Integer to English Words

Convert a non-negative integer num to its English words representation.

For example:

• If num = 123, the output should be "One Hundred Twenty Three"
• If num = 12345, the output should be "Twelve Thousand Three Hundred Forty Five"
• If num = 1234567, the output should be "One Million Two Hundred Thirty Four Thousand Five Hundred Sixty Seven"

Write a function that takes a non-negative integer as input and returns its English words representation. The input number will be between 0 and 2³¹ - 1.

class Solution:
    def numberToWords(self, num: int) -> str:
        less_than_20 = ["", "One", "Two", "Three", "Four", "Five", "Six", "Seven", "Eight", "Nine", "Ten", "Eleven",
                          "Twelve", "Thirteen", "Fourteen", "Fifteen", "Sixteen", "Seventeen", "Eighteen", "Nineteen"]
        tens = ["", "", "Twenty", "Thirty", "Forty", "Fifty", "Sixty", "Seventy", "Eighty", "Ninety"]
        thousands = ["", "Thousand", "Million", "Billion"]

        def helper(n):
            if n < 20:
                return less_than_20[n]
            elif n < 100:
                return tens[n // 10] + (" " + less_than_20[n % 10]) if n % 10 else tens[n // 10]
            else:
                return less_than_20[n // 100] + " Hundred " + helper(n % 100)

        if num == 0:
            return "Zero"

        result = []
        for i in range(4):
            if num % 1000 != 0:
                result.append(helper(num % 1000) + " " + thousands[i])
            num //= 1000

        return " ".join(result[::-1]).strip()

Explanation:

The solution converts a non-negative integer into its English words representation. It uses helper arrays to store the string representations of numbers less than 20, tens, and thousands. The helper function converts numbers less than 1000 into words. The main function iterates through the number in chunks of 1000, converting each chunk into words and appending the appropriate magnitude (thousand, million, billion).

Example Usage:

solution = Solution()
print(solution.numberToWords(123))  # Output: One Hundred Twenty Three
print(solution.numberToWords(12345)) # Output: Twelve Thousand Three Hundred Forty Five
print(solution.numberToWords(1234567)) # Output: One Million Two Hundred Thirty Four Thousand Five Hundred Sixty Seven

Naive Solution:

A naive solution would involve using a large number of if and elif statements to handle each possible number range. This would be very verbose and difficult to maintain.

Optimal Solution:

The provided solution is an optimal solution as it breaks down the problem into smaller subproblems that can be solved recursively.

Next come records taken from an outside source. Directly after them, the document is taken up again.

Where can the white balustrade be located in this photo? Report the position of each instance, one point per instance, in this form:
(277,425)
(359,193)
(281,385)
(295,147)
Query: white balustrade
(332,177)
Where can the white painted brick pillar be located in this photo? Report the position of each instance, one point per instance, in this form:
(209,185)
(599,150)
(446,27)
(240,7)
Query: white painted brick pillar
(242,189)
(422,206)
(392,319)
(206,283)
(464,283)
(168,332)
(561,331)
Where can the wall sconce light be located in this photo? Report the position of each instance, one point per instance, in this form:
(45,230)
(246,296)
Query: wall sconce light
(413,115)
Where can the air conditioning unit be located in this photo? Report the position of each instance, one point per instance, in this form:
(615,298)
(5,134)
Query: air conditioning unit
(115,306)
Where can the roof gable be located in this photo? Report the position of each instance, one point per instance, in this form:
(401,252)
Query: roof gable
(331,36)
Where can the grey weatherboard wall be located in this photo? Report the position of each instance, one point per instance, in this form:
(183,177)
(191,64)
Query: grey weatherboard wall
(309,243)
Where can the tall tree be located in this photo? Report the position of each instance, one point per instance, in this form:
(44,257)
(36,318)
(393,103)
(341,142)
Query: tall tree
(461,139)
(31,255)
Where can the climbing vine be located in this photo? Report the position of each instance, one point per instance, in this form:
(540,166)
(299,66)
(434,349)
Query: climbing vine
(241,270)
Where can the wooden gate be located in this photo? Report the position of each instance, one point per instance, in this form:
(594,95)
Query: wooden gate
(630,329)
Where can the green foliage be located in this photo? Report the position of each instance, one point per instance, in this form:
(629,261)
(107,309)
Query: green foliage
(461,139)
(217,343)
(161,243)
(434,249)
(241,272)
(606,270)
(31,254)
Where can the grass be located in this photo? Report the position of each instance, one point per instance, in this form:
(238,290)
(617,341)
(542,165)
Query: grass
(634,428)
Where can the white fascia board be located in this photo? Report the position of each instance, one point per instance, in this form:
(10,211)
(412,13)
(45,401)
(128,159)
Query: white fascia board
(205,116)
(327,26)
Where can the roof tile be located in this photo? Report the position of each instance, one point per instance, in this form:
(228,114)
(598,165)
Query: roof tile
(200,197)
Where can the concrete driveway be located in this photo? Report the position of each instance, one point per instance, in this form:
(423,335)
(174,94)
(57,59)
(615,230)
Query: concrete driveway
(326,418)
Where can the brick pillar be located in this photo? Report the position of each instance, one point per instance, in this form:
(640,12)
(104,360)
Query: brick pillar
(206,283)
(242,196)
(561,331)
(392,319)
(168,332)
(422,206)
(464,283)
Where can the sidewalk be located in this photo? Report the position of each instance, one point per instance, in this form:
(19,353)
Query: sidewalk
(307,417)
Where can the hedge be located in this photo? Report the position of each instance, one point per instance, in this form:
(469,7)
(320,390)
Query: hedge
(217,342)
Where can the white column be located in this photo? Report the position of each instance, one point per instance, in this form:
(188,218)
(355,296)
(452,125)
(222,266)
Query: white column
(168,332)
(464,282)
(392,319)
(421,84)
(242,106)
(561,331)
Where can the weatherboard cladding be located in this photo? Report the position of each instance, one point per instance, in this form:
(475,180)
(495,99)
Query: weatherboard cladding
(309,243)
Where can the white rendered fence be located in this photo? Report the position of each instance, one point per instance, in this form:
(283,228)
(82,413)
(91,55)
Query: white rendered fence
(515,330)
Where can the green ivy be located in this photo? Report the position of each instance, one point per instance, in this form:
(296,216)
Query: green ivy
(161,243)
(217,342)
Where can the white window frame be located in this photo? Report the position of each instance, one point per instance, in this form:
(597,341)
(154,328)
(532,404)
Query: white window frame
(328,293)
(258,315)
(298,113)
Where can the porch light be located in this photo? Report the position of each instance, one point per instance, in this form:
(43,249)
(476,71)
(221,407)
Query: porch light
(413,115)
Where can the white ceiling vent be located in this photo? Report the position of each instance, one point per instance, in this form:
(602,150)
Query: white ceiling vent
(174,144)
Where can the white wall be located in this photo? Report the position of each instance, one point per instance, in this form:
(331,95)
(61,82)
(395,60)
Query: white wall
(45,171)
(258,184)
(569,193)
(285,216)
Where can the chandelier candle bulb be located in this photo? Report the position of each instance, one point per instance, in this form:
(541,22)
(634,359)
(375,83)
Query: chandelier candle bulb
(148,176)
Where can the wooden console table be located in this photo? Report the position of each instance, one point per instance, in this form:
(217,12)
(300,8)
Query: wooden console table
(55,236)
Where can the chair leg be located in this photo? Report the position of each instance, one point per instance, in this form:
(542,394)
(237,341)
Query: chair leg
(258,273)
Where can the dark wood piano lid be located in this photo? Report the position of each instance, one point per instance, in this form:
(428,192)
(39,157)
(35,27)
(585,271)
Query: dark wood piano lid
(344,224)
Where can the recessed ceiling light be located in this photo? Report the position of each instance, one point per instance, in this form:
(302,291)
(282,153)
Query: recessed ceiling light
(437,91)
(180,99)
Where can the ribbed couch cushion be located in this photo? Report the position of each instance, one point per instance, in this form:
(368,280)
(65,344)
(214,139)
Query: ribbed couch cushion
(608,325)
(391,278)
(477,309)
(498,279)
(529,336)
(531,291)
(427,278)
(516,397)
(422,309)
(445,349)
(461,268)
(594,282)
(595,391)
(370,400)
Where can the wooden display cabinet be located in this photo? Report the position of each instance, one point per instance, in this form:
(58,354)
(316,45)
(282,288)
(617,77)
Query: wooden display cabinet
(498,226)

This makes the code more readable and easier to maintain.

Big(O) Run-Time Analysis:

The time complexity is O(1) because the input number is at most 2^31 - 1, meaning the loop in the numberToWords function iterates at most 4 times, and the helper function also takes constant time as it deals with numbers less than 1000.

Big(O) Space Usage Analysis:

The space complexity is O(1) because the space used by the less_than_20, tens, and thousands arrays is constant, regardless of the input number.

Edge Cases:

1. Zero: The code handles the case where the input is 0 by returning "Zero".
2. Numbers less than 20: The code correctly handles numbers less than 20 using the less_than_20 array.
3. Numbers between 20 and 99: The code correctly handles numbers between 20 and 99 using the tens array and the less_than_20 array.
4. Numbers between 100 and 999: The code correctly handles numbers between 100 and 999 by combining the less_than_20 array and the helper function.
5. Numbers greater than 999: The code correctly handles numbers greater than 999 by iterating through the number in chunks of 1000 and appending the appropriate magnitude.